Desegregation of Del Mar College
Backstory and Context
Desegregation was a point of contention in the United States in the late forties to early fifties, with many advocates
supporting the immediate integration of schools and many vocal opponents
considering mass integration to be a disaster. Georgia's governor Talmadge went so far as to claim that the
compulsory mixing could result in "more confusion, disorder, riots, and
bloodshed from anything since the War between the States." While
desegregation was never completely smooth in any state, in part due to the violent and racist nature of anti-segregationists, the negative effects in the Corpus Christi area turned out to be far less drastic than had been once claimed. Del Mar College
was an early adopter of desegregation, opting to make its campus equally
accessible to African-Americans since 1952, a year and four months before the
Supreme Court mandate of Brown v. Board of Education.
The desegregation of Del-Mar began with the first black students attempting to register: Clifford Vernell Smoots, Jo Ann Lawson, and Willie Andrew Miller. The local black college, Coles Junior College, did not provide them with the same level of education that whites would receive at Del Mar, and did not have the resources available to teach the same courses, even if they would have been provided. Lawson wanted to attend music classes, not offered at Coles, and Smoots wanted to learn mechanical drawing—which involved more supplies than Coles could afford, in direct contrast to Del Mar College, which was putting in new buildings and offering more classes to provide for the “true” community college experience and to entice more members of the community to join.
Henry Boyd Hall, a local civil rights activist, and many other civil rights leaders, including Walter White of the NAACP, heard of the situation with the college and the black applicants. They argued that the facilities were separate but not equal, as the facilities at Coles were “by no stretch of the imagination equal to Del Mar College” and threatened to march on the campus if the students were not allowed to attend the college. Perhaps a result of not wanting negative publicity, the Board of Regents met and unanimously voted to desegregate the school as of the following semester, in September 1952.
As a community, black and white women had already formed the local YWCA together, and antiquated Jim Crow laws were hardly in effect in the Corpus Christi area. This solidarity between races spread to husbands of these women and helped to make the desegregation of Del Mar College a relatively peaceful endeavor, without major riots or interruptions to the school or classes.
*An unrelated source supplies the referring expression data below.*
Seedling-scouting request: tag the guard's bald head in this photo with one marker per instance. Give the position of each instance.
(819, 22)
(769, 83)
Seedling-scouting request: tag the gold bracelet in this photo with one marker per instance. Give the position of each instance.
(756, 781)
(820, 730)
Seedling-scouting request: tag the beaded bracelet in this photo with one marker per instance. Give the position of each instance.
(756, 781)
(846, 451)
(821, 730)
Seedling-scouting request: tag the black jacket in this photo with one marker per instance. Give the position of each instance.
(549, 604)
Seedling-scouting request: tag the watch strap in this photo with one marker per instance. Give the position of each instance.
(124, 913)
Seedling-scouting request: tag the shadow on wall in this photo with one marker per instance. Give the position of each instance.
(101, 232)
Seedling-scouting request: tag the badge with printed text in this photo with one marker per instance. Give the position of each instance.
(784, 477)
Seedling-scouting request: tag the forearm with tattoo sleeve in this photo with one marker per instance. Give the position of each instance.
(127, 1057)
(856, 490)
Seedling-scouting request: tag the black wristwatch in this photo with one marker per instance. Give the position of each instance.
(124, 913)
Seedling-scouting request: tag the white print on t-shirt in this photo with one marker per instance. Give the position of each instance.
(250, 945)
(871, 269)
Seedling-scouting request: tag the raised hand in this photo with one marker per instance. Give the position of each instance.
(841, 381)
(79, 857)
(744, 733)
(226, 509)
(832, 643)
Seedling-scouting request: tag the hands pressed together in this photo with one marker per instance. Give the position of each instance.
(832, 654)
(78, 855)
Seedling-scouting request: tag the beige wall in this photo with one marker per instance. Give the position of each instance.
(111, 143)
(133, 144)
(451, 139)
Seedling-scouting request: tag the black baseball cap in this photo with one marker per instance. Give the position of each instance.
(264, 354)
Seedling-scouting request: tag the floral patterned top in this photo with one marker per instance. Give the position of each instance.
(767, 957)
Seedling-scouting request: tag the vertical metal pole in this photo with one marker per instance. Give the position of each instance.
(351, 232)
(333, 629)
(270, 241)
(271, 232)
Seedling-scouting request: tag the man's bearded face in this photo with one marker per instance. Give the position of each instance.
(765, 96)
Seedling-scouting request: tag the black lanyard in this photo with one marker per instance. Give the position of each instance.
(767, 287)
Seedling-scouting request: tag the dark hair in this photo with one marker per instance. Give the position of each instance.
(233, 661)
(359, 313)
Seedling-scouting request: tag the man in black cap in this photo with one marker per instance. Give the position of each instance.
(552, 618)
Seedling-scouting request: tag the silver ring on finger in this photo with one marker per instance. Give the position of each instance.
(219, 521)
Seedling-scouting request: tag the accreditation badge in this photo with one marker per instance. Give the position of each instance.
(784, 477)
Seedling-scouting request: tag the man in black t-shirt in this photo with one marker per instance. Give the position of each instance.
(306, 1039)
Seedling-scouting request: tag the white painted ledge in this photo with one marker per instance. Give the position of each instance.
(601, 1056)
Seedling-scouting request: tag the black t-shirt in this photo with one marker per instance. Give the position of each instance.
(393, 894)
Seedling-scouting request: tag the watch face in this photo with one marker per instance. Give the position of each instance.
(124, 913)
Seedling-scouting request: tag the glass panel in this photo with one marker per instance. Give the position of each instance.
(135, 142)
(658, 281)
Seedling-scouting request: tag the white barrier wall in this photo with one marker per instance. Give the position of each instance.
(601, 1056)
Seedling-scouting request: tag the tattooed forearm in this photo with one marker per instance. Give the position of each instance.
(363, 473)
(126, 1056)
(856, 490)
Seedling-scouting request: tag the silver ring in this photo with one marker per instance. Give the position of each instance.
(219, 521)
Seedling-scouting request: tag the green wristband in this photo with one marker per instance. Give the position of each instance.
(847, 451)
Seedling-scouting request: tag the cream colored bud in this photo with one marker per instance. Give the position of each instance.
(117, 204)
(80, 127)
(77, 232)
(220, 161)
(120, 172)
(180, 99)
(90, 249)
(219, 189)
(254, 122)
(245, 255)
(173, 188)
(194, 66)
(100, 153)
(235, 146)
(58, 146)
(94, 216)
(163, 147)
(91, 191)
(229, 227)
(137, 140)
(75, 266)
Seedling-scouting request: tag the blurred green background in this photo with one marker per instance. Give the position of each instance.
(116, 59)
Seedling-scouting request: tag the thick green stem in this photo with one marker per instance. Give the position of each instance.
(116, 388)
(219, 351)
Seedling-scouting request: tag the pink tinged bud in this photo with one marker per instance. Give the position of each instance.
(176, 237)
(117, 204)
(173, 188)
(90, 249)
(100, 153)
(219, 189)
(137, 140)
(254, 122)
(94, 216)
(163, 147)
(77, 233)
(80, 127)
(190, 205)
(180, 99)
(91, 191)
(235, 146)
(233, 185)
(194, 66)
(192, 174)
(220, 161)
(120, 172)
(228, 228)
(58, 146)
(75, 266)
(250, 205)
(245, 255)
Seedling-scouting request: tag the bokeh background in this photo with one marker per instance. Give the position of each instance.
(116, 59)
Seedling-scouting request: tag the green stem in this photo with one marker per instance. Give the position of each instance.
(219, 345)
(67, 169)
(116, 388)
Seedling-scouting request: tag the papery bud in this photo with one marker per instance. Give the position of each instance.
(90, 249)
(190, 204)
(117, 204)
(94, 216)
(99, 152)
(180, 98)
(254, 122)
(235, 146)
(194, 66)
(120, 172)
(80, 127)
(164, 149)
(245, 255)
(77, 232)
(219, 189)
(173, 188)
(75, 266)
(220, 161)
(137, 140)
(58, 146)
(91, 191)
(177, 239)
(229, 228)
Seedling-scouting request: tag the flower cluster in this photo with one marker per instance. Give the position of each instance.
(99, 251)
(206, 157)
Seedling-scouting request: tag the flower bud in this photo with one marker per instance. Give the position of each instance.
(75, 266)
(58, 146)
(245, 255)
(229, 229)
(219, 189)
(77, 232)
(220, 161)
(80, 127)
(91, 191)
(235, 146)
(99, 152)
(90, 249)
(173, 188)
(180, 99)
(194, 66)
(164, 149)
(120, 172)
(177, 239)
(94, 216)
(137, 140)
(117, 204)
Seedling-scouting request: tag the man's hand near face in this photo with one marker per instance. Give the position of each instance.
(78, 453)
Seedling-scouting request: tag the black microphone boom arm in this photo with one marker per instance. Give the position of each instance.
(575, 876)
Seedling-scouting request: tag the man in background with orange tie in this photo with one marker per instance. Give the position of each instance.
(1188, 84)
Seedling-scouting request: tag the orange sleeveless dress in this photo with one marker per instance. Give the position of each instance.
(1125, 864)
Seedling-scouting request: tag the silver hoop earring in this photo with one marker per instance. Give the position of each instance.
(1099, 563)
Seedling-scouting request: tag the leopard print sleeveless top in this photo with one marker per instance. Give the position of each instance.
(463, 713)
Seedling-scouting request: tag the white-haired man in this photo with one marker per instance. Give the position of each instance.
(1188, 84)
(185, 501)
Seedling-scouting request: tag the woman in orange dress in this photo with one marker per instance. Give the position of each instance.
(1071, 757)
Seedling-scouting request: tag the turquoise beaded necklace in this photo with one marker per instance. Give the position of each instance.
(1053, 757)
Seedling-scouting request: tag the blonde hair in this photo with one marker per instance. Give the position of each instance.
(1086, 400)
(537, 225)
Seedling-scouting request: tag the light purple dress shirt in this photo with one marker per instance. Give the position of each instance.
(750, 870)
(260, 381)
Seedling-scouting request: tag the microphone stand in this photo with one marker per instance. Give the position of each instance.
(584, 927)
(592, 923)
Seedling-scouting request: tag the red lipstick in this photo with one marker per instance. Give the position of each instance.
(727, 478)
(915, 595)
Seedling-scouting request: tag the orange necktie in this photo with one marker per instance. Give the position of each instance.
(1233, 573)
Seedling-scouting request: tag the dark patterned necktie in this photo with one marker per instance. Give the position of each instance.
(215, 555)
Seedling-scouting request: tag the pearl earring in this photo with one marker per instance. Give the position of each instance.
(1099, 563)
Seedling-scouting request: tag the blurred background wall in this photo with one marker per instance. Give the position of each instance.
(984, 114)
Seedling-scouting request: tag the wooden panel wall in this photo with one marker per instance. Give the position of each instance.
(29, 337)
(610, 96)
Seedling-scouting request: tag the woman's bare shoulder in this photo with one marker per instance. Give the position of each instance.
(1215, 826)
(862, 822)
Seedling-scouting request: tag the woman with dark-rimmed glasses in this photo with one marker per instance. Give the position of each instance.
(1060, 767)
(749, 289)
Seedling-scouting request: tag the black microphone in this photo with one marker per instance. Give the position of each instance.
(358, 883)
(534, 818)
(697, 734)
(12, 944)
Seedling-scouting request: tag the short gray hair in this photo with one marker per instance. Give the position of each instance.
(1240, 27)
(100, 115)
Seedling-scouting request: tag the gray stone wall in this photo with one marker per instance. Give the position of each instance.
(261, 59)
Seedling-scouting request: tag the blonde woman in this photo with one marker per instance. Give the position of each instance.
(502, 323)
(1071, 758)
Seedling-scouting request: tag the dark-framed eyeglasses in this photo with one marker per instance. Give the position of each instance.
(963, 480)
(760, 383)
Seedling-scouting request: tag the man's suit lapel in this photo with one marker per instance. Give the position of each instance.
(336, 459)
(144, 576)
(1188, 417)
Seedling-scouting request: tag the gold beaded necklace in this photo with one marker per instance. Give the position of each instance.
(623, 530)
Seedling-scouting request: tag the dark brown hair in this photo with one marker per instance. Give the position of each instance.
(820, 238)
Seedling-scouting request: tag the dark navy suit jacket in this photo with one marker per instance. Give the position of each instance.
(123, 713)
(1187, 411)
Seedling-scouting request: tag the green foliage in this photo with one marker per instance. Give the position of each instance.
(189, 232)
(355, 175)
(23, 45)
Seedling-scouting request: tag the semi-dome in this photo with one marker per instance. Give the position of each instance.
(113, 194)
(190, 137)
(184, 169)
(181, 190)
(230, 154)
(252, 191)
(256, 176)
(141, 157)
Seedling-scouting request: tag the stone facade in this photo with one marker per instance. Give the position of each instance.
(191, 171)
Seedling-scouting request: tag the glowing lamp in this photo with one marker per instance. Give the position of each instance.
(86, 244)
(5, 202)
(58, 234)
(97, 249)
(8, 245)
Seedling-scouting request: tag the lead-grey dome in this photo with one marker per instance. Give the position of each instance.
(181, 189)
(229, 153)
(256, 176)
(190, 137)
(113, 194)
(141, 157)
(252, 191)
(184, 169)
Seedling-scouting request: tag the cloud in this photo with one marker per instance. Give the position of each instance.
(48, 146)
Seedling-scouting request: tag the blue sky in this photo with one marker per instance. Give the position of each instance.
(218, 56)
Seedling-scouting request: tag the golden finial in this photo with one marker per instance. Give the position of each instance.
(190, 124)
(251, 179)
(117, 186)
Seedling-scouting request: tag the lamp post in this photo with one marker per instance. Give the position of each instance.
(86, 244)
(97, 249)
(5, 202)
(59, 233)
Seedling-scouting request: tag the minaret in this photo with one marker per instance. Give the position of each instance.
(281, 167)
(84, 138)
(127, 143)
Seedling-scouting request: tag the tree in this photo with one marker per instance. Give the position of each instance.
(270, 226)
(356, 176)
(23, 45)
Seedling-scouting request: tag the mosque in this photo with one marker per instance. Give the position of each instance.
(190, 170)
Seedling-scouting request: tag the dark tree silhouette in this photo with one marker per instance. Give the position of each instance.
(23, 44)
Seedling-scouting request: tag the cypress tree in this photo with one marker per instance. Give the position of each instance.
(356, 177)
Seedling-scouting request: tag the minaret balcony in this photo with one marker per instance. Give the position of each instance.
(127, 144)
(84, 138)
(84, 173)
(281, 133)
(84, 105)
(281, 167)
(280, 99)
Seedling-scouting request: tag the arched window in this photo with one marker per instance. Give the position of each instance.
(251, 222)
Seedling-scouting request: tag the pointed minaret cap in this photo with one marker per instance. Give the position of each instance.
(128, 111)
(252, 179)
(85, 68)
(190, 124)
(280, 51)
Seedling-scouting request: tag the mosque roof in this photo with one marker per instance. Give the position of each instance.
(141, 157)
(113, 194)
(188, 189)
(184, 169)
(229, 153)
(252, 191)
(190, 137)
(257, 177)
Students were generally supportive of the new black students in their integrated school, even as far as to come up with safer travel routes for potential school trips with black students that would not put them in the way of the harmful, still-legal, Jim Crow laws and ideologies elsewhere in Texas and the US South. Latino and white students welcomed their new classmates with a protective support, and the community’s acceptance of the ruling proved to be more open and kind than even the most optimistic thoughts from the Board of Regents and President E. L. Harvin.